Nicolas DISSEZ
Psychiatre, Paris
Clinique Psychiatrique d’Épinay-sur-Seine
L’hospitalisation comme thérapeutique
Quelques propositions à partir de l’expérience de l’accueil hospitalier de patients Hikikomori.
Je me propose de faire part ici, au titre d’un partage d’expérience, des effets de l’accueil de patients dits Hikikomori primaires en milieu hospitalier, ainsi que d’un certain nombre d’hypothèses et de propositions qui en découlent. Je pars du constat que la conduite de réclusion des patients dits Hikikomori primaires comporte des singularités spécifiques : cet enfermement ne se traduit par le surgissement d’aucun manque (en particulier concernant les relations sociales ou la sexualité) ni par des manifestations clairement dépressives comme c’est le cas, par exemple, dans les situations d’isolement consécutif à un registre phobique classique. Consécutivement, ce contexte clinique se caractérise par l’absence de toute plainte, de toute demande auprès de l’entourage ou des médecins.
L’accueil hospitalier de ces patients conduit à une première surprise : le retrait dans la chambre au sein du domicile familial – qui donne son nom au tableau clinique de Hikikomori – ne perdure pas à l’hôpital. Après quelques jours ceux-ci sortent de leur isolement pour prendre leur repas en commun et nouer des relations avec les autres patients, voire acceptent les propositions d’entretiens avec le médecin ou le psychologue. La reprise de ces liens s’effectue toutefois sans en prendre eux-mêmes l’initiative, sans qu’ils en fasse spontanément la demande.
Cette première surprise peut conduire à une hypothèse : la claustration au sein de la famille constitue moins un refus de toute relation qu’un évitement des demandes d’engagement, d’implication, et de réussite sociale soutenues par l’entourage. Ces demandes sont incarnées, sur un mode inévitable puisque conforme à leurs fonctions d’éducateurs, par les parents. Le cœur de la difficulté des patients dits Hikikomori se situerait donc moins dans la claustration que dans le désaveu, le refus et l’évitement de tout discours impliquant une ambition sociale partagée.
C’est la confrontation avec cette demande de réussite scolaire, d’ambition professionnelle, voire implicitement d’engagement amoureux hors de la maison qui conduit ces patients à une situation paradoxale d’enfermement au sein même de la famille. L’usage régulier d’Internet maintiendrait un lien qui les ne confronte pas aux mêmes demandes. Notons que ce contexte clinique souligne en creux la fonction sociale de cet engagement par le biais d’une ambition – ou « jouissance » dans une terminologie psychanalytique – dans laquelle ces patients ne s’inscrivent en rien. Comme régulièrement, le fonctionnement pathologique vient ici éclairer le registre ordinaire, dit normal.

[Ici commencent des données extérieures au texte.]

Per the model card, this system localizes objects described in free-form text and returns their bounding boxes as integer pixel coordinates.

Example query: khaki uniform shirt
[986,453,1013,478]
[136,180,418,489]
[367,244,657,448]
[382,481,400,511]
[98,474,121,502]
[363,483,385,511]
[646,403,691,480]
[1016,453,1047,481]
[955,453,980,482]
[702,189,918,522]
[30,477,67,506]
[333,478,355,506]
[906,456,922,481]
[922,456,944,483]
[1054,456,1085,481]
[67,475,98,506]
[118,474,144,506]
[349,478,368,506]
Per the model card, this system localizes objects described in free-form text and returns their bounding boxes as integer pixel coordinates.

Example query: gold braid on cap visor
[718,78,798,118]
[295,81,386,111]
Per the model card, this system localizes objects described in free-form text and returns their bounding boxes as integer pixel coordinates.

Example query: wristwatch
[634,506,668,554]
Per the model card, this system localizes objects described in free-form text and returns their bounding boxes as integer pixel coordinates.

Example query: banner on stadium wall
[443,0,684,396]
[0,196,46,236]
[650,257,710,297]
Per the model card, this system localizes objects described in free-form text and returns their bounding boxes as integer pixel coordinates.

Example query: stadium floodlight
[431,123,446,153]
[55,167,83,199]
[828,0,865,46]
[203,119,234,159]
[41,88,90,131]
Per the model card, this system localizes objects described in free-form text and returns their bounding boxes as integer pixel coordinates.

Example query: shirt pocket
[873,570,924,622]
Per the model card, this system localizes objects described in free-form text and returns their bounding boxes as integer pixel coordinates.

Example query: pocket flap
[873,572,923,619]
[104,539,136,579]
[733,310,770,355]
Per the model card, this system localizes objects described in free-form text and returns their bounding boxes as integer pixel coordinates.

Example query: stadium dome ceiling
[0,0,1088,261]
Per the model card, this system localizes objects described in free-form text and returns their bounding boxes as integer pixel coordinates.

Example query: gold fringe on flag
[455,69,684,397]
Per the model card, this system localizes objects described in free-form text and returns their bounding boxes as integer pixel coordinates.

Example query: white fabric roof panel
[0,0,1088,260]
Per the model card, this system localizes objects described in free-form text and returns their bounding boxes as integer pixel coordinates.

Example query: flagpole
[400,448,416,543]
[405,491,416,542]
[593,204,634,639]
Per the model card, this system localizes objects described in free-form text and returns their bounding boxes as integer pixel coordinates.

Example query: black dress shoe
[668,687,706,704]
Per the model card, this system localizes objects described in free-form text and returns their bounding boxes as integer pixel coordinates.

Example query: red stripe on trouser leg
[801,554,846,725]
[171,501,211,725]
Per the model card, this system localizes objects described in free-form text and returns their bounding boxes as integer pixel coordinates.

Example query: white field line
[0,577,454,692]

Une telle lecture ne peut que conduire le praticien – se soumettant aux positions subjectives de ses patients – à renoncer à toute incitation à s’inscrire dans un idéal de réussite sociale. Cette attitude soignante traditionnelle dans le contexte de l’hôpital psychiatrique entre indéniablement en contradiction avec la logique entrepreneuriale qui traverse aujourd’hui « l’Hôpital entreprise ». Il s’agit ici d’éviter de soutenir une attitude éducative qui pourrait se manifester sous la forme d’une demande de projets, d’une inscription sociale rapide en dehors de l’hôpital pour soutenir la possibilité de parcours singuliers qui permettent à ces patients de s’extraire de leur situation initiale au sein de leur famille.
Cette perspective thérapeutique maintient toutefois un constat : si la réclusion, le défaut de relation à l’autre, ne constituent pas le cœur de la psychopathologie de ces patients, l’absence de toute demande, de toute prise d’initiative n’est pas modifiée par l’admission à l’hôpital, elle perdure à la suite de l’hospitalisation et témoigne bien d’une constante de ces tableaux cliniques singuliers et encore largement méconnus par la communauté médicale.